Petr Hantak had some excellent suggestions, to dig in a little deeper you need to determine which specific type of CPU execution is tying up the CPU; this will give you some important clues about where to focus your efforts The best tool for this is running top in real-time while the event is occurring, sar can also be used in historical mode but it rolls up the sy/si/hi/st values shown in top into a single figure (%system) which can obscure where the issue is occurring. top can be run in batch mode to catch intermittent spikes which is covered in my book.
So if you run top look at the us/sy/ni/id/wa/hi/si/st values which are listed below along with hints about how to proceed if that particular value is the high one:
us - Consumption by processes, should be fairly low on a gateway unless there are features enabled such as HTTPS Inspection which cause "process space trips" on the firewall; this effect and what you can do about it is extensively covered in the second edition of my book. fwd or its buddies can definitely be a culprit here if the gateway logging rate is extremely high as well. Note that fw_worker_X CPU execution is NOT counted here, even though they look like processes, see sy below.
sy - CPU consumption processing traffic in the Firewall (F2F) and Medium (PXL) paths, fw_worker_X CPU usage is usually counted here. The fw_worker_X "processes" shown in top are simply representations of the firewall workers down in the kernel and not really processes in the traditional sense, in some cases CPU usage by fw_worker_X "processes" will appear under si, see below.
ni - Execution by processes that have had their process CPU priority lowered (nice'd), irrelevant on a gateway but important on an SMS.
id - Idle time, hopefully self explanatory.
wa - Percentage of time a CPU was blocked (unable to do anything) waiting for an I/O event to occur (usually hard drive access). Anything higher than 5% here (unless policy is currently being installed) is probably a low free memory situation on a gateway, use free -m to investigate further. Any nonzero swap usage may indicate the need for more RAM or the presence of a runaway process consuming excessive amounts of memory.
hi - Percentage of CPU time processing hardware interrupts, on a gateway this is almost all the transfer of packets from the NIC hardware buffers into RAM memory (ring buffer).

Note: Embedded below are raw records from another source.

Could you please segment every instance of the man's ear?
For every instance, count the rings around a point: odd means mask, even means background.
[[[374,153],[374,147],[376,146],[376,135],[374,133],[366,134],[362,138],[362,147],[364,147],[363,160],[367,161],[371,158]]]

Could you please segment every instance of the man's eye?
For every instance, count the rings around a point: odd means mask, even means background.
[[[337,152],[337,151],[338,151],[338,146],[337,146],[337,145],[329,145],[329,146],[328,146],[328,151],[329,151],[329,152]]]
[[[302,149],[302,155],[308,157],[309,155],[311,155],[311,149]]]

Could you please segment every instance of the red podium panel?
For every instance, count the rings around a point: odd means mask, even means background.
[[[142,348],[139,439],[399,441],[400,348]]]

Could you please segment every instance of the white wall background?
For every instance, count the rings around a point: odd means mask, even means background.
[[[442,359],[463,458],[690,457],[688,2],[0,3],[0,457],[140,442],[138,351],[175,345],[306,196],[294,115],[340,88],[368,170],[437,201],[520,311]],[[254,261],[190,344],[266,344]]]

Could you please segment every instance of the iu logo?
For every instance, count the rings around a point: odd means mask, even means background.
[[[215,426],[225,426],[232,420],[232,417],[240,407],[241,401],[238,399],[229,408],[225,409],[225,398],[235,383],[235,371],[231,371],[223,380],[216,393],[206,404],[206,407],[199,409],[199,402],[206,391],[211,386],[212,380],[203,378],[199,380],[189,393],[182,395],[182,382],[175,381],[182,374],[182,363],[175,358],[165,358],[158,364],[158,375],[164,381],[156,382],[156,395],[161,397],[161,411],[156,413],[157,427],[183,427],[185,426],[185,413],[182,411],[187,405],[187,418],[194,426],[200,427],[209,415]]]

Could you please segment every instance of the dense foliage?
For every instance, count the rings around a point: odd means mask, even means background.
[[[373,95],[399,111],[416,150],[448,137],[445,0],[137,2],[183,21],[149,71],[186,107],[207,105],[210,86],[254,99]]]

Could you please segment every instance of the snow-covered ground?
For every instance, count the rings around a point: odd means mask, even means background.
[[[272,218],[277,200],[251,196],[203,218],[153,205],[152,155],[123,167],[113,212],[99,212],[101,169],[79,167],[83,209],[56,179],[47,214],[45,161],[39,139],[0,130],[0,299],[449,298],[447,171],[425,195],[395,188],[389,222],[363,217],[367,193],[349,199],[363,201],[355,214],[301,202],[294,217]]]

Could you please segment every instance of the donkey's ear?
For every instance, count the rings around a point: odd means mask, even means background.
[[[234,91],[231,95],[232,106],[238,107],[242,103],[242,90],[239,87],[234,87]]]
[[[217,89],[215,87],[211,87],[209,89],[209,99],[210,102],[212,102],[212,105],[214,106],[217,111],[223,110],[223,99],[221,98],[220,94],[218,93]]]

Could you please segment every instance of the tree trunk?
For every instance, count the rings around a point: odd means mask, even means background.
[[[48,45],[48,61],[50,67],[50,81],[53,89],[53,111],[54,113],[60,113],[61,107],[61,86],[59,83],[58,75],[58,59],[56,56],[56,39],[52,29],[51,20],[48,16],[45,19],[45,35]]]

An excessive value here could indicate extremely high packet rates traversing the firewall or possibly a NIC hardware/driver issue.
si - Soft Interrupts, SoftIRQ processing (i.e. emptying the ring buffer and sending the packets up for inspection) AND the handling of fully-accelerated traffic in the Accelerated path (SXL). If this value is high and your cores allocated to SND/IRQ functions are getting slammed, you may need to reduce the number of Firewall Worker cores so that more SND/IRQ cores can be allocated.
st - Steal - Percentage of CPU cycles requested but denied by the Hypervisor. On a bare-metal firewall (i.e. non VSec/VE) this should always be zero.